The Book of Unwritten Tales 2 spielt etwa ein Jahr nach den Ereignissen des ersten Teils. Die einstigen Helden sind in alle Winde verstreut und müssen sich mit völlig unterschiedlichen Problemen herumschlagen. Situationen, die erst im Spielverlauf ein schlüssiges Gesamtbild formen und ein Blick auf das große Ganze offenbaren. Da wäre zum Beispiel Freibeuter Nate. In einem Affenzahn und nur festgeklammert an einen Mast aus Holz, rauscht er zu Spielbeginn dem Erdboden entlegen. Wer oder was ihn in diese höchst missliche Lage gebracht hat? Ein Klick in unsere Bildergalerie verrät es. Letztlich ist der Prolog in Nates Rolle aber nur der turbulente Auftakt für ein Point & Click-Abenteuer, das den Spieler gut und gerne 20 bis 25 Stunden an den Bildschirm fesselt.

Rätselhafte Schwangerschaft

Hat man die ersten Eskapaden einigermaßen überstanden, wechselt das Szenario ziemlich abrupt zur Elfe Ivo. Im Dialog mit ihrer Mutter wird ihr recht deutlich nahegelegt, dass sie gut daran täte, ein paar Pfunde abzuspecken. Nur so würde sie dem in Bälde anreisenden Prinzen gefallen. Ivo allerdings hat ganz andere Sorgen. Ein seltsames Unwohlsein zum Beispiel, dass sich schon bald als Fluch-bedingte Schwangerschaft herausstellt – sagt zumindest ein neunmalkluges Buch und rät ihr, Erzmagier Alastair zu besuchen. Da die kecke Elfe die Kompetenz des sprechenden Folianten nicht in Frage stellt, nimmt das Abenteuer schon bald seinen Lauf.

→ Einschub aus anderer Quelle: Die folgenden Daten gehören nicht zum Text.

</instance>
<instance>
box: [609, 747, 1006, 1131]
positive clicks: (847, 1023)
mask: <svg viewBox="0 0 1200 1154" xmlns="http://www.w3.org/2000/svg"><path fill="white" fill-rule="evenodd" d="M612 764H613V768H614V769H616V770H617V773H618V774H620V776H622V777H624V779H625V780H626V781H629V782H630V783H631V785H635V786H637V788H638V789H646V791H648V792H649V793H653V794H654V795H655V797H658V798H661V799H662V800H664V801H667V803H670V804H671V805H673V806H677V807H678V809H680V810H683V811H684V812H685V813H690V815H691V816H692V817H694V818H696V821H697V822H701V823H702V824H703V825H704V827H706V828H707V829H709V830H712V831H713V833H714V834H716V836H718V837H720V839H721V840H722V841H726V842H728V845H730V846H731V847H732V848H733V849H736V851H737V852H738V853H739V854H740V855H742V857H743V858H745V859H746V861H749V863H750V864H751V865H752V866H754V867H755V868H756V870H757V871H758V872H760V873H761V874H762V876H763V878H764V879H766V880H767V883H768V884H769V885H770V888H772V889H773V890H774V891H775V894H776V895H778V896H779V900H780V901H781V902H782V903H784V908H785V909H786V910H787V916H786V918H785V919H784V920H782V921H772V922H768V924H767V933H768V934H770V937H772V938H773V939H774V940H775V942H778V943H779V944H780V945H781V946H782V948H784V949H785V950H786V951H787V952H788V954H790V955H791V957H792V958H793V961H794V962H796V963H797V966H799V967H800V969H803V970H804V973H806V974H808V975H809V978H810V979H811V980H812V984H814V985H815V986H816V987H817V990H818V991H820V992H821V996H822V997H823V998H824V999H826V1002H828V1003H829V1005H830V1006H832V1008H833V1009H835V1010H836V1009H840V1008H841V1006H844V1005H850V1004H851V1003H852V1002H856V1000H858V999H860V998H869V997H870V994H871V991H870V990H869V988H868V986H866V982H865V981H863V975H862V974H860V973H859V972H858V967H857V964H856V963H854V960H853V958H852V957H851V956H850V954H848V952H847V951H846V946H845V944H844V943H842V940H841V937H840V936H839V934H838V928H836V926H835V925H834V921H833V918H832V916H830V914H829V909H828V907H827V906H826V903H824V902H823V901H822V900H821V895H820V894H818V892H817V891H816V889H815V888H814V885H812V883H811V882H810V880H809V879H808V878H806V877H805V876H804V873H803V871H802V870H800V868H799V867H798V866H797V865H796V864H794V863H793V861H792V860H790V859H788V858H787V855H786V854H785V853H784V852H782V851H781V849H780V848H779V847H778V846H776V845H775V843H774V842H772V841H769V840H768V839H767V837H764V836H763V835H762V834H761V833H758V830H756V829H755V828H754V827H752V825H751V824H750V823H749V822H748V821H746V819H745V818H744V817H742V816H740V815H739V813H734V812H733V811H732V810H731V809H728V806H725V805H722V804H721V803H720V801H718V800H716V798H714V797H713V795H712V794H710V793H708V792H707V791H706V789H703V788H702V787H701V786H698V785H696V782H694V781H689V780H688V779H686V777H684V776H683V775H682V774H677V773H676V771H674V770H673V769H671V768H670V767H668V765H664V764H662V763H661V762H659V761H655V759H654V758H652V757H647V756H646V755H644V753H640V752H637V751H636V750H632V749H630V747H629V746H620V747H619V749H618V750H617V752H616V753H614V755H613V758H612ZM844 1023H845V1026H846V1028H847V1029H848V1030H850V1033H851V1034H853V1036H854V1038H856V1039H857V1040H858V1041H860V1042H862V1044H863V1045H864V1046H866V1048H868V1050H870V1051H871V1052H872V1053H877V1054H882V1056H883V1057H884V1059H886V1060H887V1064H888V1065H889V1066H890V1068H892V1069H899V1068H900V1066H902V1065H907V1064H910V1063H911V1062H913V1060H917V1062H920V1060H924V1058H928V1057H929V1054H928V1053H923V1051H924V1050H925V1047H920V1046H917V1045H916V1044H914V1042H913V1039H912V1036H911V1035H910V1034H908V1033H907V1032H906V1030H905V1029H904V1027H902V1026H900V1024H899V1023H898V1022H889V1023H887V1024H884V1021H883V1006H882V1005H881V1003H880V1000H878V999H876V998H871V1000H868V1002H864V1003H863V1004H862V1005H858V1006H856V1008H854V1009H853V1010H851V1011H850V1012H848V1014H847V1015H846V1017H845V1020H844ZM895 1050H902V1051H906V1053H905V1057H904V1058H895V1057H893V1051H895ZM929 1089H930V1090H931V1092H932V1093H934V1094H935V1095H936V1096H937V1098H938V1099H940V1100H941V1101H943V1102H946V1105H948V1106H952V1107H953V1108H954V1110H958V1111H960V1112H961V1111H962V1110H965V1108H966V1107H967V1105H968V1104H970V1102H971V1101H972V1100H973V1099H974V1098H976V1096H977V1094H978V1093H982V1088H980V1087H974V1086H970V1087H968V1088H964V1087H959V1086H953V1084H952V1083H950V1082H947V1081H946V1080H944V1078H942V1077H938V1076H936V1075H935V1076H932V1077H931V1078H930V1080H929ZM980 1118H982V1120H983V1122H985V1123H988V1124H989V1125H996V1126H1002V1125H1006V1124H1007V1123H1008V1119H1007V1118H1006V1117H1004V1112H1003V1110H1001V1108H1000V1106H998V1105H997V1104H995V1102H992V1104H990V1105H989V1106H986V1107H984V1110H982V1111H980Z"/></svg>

Virenalarm im Menschenreich

Wie man ebenfalls in den ersten Spielstunden herausfindet, grassiert außerhalb des Elfenreiches eine merkwürdige Seuche. Egal, ob Menschen, Tiere oder Dinge – wer oder was sich damit infiziert, verwandelt sich in eine Kitsch-Fassung seiner selbst. Doch damit nicht genug der Querelen: Spielfigur Nummer drei, der gutherzige Gnom Wilbur Wetterquarz, soll einen Mord begangen haben. Wie all das zusammenhängt? Genau das gilt es, in insgesamt fünf Kapiteln herauszufinden.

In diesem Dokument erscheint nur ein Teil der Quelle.